Down here, rain arriving at inopportune or any other times would sate the garden, revive the patchy brown lawn, cool my head of lustrous hair and provide Xanthe, Elizabeth Jane and the rest of Miles the sheep farmer’s flock of pretty, gentle ewes with more fresh, green grass to eat, instead of supplementary feed. We’ve been handfeeding them lashings of plums, which keeps them happy, but not full.
For weeks now, Miles has been arriving each morning with a trailer load of what farmers call baleage, we call “stinkage” and the ewes call breakfast.
For the uninitiated – which used to be us – baleage is grass cut into hay, then collected by an enormous and rather frightening bailing machine, which shrink wraps the hay in plastic to keep oxygen out and moisture in. This was done in spring, with the Big Dry in mind. Stinkage is very high in food value and keeps the ewes going now the pastures are brown.
Though, of course, not all pastures are brown. Some farms in the district have commercial irrigation systems drawing water from bores. The contrast between the water haves and the water have-nots is stark. On one side of a road there will be green fields, on the other, paddocks that look like ours, which, I began thinking recently, don’t look entirely dissimilar to Australia’s drought-stricken farms.

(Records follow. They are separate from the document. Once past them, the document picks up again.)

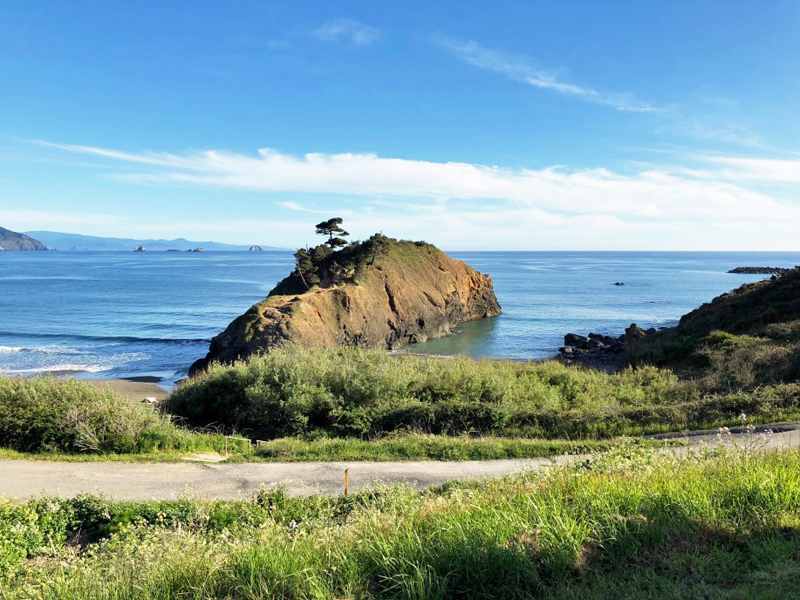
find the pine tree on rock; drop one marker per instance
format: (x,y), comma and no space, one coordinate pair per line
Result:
(332,228)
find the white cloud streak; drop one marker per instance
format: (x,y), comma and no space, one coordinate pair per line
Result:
(655,208)
(520,69)
(340,29)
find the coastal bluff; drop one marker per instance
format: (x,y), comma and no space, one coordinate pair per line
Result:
(381,293)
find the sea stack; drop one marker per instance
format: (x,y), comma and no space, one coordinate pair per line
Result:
(381,293)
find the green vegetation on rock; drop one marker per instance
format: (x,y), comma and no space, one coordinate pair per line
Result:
(352,392)
(51,415)
(741,341)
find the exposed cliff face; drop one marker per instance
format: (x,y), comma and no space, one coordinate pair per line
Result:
(9,240)
(412,292)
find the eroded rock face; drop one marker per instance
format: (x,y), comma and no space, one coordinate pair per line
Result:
(412,293)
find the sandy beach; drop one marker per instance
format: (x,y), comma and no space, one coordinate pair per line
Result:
(135,388)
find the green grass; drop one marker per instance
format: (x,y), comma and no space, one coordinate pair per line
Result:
(356,393)
(419,447)
(629,524)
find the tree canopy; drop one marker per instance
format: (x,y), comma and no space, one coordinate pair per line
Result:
(332,228)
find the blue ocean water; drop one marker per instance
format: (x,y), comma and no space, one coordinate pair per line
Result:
(112,314)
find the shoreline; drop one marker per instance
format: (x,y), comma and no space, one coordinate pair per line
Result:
(138,389)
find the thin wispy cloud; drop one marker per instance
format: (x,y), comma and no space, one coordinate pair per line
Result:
(651,193)
(521,69)
(341,29)
(713,205)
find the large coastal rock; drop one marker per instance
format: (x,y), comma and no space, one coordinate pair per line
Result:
(10,240)
(386,296)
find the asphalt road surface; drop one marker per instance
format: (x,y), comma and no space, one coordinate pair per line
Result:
(145,481)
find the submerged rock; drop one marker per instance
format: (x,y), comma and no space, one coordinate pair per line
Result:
(386,295)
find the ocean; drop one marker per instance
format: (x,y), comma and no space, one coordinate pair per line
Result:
(125,314)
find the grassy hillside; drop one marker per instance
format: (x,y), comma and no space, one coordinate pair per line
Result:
(740,341)
(49,415)
(626,525)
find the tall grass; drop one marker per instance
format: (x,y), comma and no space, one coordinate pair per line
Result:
(627,524)
(351,392)
(44,414)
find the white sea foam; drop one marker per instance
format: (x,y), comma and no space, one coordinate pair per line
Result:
(65,368)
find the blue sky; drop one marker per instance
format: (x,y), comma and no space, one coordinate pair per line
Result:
(474,125)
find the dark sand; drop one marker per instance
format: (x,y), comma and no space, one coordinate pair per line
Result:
(135,388)
(144,481)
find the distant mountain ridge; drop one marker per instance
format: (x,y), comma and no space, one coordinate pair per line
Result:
(77,242)
(11,240)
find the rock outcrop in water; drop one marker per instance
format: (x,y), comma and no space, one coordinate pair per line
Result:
(10,240)
(381,293)
(759,270)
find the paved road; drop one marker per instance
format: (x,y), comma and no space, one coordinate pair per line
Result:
(145,481)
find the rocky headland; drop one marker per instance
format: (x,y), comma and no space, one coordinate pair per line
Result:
(381,293)
(10,240)
(603,352)
(759,270)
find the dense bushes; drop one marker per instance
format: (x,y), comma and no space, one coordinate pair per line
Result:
(624,525)
(42,414)
(351,392)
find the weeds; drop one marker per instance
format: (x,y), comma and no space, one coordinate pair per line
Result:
(722,524)
(356,393)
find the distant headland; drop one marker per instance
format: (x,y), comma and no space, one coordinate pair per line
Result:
(379,293)
(11,240)
(76,242)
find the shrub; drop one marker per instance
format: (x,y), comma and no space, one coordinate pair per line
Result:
(352,392)
(44,414)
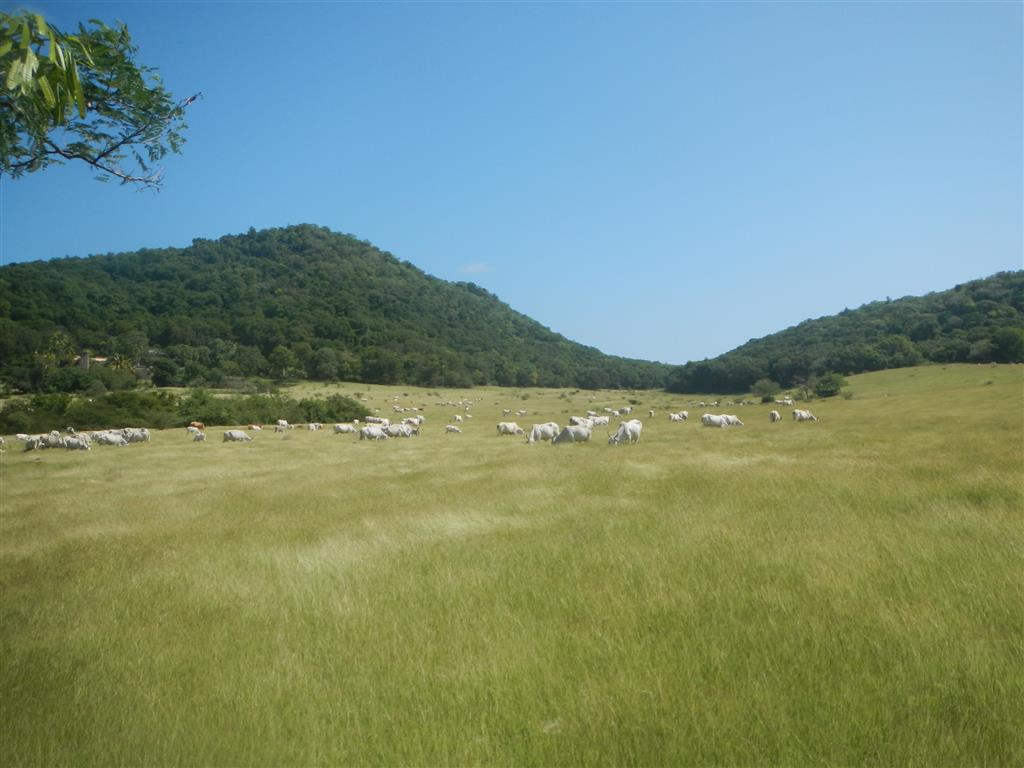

As I’m a bit thick, it dawned on me only after we moved that, living on the east coast of the North Island, we are in one of the driest areas of the country, so all that summer brown is what normal looks like. Perhaps, I started to think, I shouldn’t worry too much. But even I’m not that thick. Climate change is only going to make the Wairarapa and Lush Places drier.
Just before Christmas, a Niwa report commissioned by the Greater Wellington Regional Council contained predictions of more and longer droughts ahead, and of 10 or more consecutive – note, the “or more” and “consecutive” – days a year of greater than 30ºC heat. So the troubles of Australia’s east coast – years-long drought, empty rivers, extreme heat and wild fires – may well become ours, too. Which only made it more chilling that, the week I bought the rain gauge, we woke up to find a sun made the colour of a blood orange by smoke from Australia’s distressing and disastrous bush fires.
Red sky in the morning used to be a folksy prediction for shepherds about the day ahead. Now, it feels like a daunting omen, even to a born-again optimist.
The troubles of Australia’s east coast – yearslong drought, empty rivers, wild fires – may become ours, too.